В глазах Ирмы достоинство губернаторского положения несколько снижалось, когда люди вроде Тейтов вели себя с Карлом запросто — с уважением, но запросто. Ирме это не нравилось, хотя она никогда не позволяла себе выказывать неудовольствие. Пенсильвания была вторым по количеству жителей штатом страны; одной из тех тринадцати колоний, которые некогда образовали Союз; она крупнее и богаче иных европейских королевств. Находясь в Голубых горах, вы можете стрелять по медведям, оленям, диким кошкам, не спускаясь с крыльца собственного дома, а стоит отъехать меньше чем на сто миль, не покидая пределов штата, и вы уже слушаете оперу в кругу мужчин во фраках и женщин с бриллиантовыми ожерельями на шее. В графстве Ланкастер выращивают табак, а по соседству, в графстве Несквехела, ежедневно добывают тысячи тонн угля. Люди, голосовавшие за Карла, пишут ему письма на русском и высоком немецком языках. Человек в положении Карла заслуживает большего уважения.
А приятельство в понимании Ирмы — это отнюдь не уважение. Да, Карл симпатичен Тейтам, но он всем симпатичен, между тем любой и всякий не ведет его в туалет, даже не дожидаясь, пока тебя с ним познакомят. У Карла проблемы с мочевым пузырем, ну, так в этом нет никакой тайны; в сенате и законодательном собрании штата все знают об этом, как знают все политики и партнеры по бизнесу и друзья семьи, но ведь они не обращаются с ним, как с малым ребенком, который может намочить штаны, если не пописает сразу, как выйдет из машины после одиннадцатимильной поездки. У самой-то Ирмы никаких позывов не было, но миссис Тейт сразу потащила ее наверх, где ей пришлось делать вид, что она восхищена простой мебелью цвета слоновой кости, и шезлонгом, и гардеробной Тейта, а также самой миссис Тейт, а когда она зашла-таки в туалет, первое, что бросилось в глаза, было изображение писающего мальчика-француза и изображение девочки-француженки, на которой ничего не было, и даже корпус повернут так, что видно все, что у нее там внизу имеется.

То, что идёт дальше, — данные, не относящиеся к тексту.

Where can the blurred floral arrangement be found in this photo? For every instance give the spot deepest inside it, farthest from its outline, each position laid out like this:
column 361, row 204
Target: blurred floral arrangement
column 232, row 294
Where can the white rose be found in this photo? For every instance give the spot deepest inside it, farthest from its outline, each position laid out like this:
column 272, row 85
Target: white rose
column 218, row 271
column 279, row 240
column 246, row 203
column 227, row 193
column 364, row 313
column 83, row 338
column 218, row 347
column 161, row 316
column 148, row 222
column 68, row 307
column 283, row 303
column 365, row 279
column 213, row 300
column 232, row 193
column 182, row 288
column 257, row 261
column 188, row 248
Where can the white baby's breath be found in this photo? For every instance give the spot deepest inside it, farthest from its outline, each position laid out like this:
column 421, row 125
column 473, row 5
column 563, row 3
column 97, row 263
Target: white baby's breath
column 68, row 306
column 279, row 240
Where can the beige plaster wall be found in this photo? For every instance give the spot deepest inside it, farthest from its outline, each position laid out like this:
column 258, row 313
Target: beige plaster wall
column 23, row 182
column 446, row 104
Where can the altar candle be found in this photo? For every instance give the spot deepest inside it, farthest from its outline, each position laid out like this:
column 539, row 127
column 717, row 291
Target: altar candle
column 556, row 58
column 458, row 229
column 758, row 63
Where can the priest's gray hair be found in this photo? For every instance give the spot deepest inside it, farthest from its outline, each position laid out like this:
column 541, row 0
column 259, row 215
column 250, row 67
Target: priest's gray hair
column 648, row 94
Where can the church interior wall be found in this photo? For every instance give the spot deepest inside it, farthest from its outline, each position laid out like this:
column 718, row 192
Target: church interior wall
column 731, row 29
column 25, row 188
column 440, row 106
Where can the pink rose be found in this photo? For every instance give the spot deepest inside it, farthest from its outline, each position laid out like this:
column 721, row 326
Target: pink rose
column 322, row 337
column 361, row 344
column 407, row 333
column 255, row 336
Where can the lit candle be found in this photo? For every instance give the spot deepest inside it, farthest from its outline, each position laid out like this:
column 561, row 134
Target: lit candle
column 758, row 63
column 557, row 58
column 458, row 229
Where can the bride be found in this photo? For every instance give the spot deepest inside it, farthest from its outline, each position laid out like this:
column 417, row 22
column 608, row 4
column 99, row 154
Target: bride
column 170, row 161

Картинки в туалете, подумать только!
Ирма не считала, что картинки в туалете — это знак неуважения к ее мужу-губернатору, но когда Грейс взяла Карла под руку, она вдруг с ужасом подумала, что миссис Тейт сама могла позировать для рисунка, изображающего девочку. А что, Грейс Тейт и натурщица вполне могли быть одного роста и веса. Ну да ладно, натурщица не натурщица, но Грейс Тейт явно не видела ничего зазорного в том, чтобы повесить у себя дома картину, изображающую женщину, у которой снизу все видно. И это даже не искусство; искусство низа не показывает. И если эта женщина не видит ничего зазорного в картинках такого рода, то она не из тех женщин, которых Ирме Дункельбергер хотелось бы видеть идущими под руку с ее мужем. Сегодня вечером Тейты, естественно, пригласят гостей на ужин, и когда женщины пройдут в туалет, первое, что им бросится в глаза, будет эта картинка, и они сразу подумают о Грейс, а потом о Карле, когда он расхаживал по усадьбе под руку с Грейс.